# Lost in translation



## neealio

what would be a good translation for the phrase "lost in translation"

would "Nawawala sa pagsasalin" or someone told me "Nawawala pagka isinalin."

could anyone recommend a good translation? one that captures best the english meaning


----------



## Hausmeister

I would say “nawawala kapag isinalin”


----------



## DotterKat

This idiom, itself, will be lost in translation.

I agree with the suggestions already given although they do not completely capture the idea that some nuance is missing in a translated text. 

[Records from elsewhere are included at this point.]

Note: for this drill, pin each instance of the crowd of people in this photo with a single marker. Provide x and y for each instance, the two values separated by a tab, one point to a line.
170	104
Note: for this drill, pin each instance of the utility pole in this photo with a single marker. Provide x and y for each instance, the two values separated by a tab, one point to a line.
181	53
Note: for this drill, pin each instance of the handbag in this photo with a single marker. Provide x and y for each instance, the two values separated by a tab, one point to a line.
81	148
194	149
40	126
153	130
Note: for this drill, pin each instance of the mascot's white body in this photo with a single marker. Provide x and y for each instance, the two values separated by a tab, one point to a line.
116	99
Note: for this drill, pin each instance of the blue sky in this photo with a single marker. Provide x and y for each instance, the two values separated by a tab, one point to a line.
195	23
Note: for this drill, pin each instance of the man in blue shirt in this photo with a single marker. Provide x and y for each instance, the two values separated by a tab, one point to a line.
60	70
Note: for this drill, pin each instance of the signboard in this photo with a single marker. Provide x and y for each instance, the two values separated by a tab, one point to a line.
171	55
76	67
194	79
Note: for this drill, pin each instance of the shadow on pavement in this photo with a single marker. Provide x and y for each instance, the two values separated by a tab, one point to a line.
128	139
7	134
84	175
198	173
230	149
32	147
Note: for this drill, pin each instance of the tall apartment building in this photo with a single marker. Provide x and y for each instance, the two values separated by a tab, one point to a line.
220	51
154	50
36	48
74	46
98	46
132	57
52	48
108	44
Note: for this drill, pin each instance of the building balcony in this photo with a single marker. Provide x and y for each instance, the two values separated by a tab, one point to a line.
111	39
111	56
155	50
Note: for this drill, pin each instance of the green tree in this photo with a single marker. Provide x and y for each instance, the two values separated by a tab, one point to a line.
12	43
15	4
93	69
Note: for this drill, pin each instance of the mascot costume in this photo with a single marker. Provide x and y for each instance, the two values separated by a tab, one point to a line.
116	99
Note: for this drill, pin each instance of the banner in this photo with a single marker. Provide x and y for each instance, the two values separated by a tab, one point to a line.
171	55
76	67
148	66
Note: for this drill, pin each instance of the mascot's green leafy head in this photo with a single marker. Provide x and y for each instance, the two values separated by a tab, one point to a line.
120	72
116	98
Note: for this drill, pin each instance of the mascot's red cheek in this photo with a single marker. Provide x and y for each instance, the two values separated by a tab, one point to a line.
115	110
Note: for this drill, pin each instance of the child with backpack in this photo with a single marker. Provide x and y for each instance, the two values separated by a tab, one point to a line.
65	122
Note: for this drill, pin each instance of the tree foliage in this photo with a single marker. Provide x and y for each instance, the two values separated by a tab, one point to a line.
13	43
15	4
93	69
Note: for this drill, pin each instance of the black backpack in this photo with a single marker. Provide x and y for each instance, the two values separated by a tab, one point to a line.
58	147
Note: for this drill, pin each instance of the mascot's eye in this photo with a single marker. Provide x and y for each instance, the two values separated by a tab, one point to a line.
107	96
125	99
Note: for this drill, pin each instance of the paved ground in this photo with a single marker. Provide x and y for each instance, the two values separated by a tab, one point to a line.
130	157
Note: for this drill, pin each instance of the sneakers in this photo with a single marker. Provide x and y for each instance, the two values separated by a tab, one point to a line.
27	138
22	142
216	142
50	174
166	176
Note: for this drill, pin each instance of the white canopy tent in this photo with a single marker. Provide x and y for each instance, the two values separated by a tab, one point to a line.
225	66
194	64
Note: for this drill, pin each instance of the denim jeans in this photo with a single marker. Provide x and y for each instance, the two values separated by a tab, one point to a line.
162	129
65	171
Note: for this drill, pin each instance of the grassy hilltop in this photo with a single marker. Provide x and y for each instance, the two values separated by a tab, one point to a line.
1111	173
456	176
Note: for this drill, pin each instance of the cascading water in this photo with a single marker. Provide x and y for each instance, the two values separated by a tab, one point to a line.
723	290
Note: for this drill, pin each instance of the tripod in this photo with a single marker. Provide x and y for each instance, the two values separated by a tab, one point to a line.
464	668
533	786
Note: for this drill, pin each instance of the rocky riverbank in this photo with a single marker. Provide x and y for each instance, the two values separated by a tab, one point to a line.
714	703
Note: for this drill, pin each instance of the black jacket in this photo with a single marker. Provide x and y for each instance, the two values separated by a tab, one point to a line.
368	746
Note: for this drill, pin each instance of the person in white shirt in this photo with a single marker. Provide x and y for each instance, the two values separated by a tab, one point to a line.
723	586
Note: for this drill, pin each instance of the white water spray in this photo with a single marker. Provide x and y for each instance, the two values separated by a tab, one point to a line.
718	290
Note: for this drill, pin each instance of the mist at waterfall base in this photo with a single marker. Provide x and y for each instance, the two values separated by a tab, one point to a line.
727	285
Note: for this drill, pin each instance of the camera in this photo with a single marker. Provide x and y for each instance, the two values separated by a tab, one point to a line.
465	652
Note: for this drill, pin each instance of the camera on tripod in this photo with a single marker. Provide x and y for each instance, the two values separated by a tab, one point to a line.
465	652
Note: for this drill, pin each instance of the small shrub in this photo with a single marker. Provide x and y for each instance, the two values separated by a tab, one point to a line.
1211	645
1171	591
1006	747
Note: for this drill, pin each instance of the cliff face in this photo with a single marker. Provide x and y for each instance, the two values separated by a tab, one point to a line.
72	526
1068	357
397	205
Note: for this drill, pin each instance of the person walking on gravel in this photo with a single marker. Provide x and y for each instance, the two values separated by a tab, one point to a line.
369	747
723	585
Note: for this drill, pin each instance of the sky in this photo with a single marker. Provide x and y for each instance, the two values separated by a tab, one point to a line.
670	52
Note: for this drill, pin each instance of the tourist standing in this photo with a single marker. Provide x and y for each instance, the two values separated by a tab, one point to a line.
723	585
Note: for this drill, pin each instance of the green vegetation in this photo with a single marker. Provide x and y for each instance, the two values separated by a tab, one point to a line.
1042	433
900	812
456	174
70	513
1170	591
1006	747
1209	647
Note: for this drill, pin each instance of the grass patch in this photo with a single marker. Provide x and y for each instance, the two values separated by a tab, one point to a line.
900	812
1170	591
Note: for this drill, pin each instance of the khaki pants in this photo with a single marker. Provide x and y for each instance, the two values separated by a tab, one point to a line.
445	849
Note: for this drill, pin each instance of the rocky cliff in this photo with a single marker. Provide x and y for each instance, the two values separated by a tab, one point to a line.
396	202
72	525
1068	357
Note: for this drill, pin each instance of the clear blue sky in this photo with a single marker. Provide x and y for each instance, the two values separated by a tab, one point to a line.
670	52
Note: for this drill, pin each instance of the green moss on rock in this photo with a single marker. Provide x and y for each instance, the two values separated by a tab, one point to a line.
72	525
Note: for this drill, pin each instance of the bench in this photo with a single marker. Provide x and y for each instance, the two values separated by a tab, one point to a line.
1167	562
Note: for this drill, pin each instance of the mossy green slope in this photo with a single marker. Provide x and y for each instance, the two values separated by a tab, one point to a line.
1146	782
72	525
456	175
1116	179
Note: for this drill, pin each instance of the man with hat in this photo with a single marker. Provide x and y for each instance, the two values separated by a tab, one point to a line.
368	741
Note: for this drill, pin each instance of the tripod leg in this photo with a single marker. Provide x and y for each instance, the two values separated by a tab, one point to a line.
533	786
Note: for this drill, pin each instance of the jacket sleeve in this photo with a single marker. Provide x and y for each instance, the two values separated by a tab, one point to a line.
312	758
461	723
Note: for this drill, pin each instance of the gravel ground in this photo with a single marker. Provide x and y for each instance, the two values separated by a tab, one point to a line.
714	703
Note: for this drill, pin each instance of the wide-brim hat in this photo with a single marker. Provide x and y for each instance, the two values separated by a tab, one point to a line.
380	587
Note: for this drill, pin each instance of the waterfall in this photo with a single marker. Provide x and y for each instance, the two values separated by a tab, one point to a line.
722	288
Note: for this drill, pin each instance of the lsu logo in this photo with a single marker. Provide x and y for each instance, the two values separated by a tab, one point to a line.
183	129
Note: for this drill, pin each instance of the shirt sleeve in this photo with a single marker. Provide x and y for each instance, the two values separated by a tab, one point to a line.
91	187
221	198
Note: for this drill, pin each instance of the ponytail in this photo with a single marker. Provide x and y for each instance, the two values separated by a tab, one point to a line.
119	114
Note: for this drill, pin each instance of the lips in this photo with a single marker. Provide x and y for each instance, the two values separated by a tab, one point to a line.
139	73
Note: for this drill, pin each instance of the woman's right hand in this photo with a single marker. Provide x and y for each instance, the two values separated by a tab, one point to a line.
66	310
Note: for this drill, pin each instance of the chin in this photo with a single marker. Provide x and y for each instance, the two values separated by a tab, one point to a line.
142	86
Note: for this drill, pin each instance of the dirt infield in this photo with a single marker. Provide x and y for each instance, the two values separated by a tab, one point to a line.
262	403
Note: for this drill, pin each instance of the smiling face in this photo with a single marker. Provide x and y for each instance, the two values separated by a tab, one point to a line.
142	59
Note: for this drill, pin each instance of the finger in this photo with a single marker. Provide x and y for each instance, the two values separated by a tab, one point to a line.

Often, there is no direct equivalence between languages and this limitation becomes more apparent the further you get from plain declarative sentences. Thus, my suggestions will likewise fall short of the target:

Hindi lubos na pagsasalin.
Kinulang sa pagsasalin.
Hindi hustong pagsasalin.
Kinapos sa pagsasalin.
Hindi wastong pagsasalin.
Hindi bagay na pagsasalin.
Naligaw sa pagsasalin.

My preference would be for _Naligaw sa pagsasalin_ as this more closely adheres to an idiomatic structure in that the true meaning is not directly deductible from the individual words.


----------



## Hausmeister

DotterKat said:


> This idiom, itself, will be lost in translation.
> 
> I agree with the suggestions already given although they do not completely capture the idea that some nuance is missing in a translated text.
> 
> Often, there is no direct equivalence between languages and this limitation becomes more apparent the further you get from plain declarative sentences. Thus, my suggestions will likewise fall short of the target:
> 
> Hindi lubos na pagsasalin.
> Kinulang sa pagsasalin.
> Hindi hustong pagsasalin.
> Kinapos sa pagsasalin.
> Hindi wastong pagsasalin.
> Hindi bagay na pagsasalin.
> Naligaw sa pagsasalin.
> 
> My preference would be for _Naligaw sa pagsasalin_ as this more closely adheres to an idiomatic structure in that the true meaning is not directly deductible from the individual words.




Tama pero hindi sila gaanong nagagamit


----------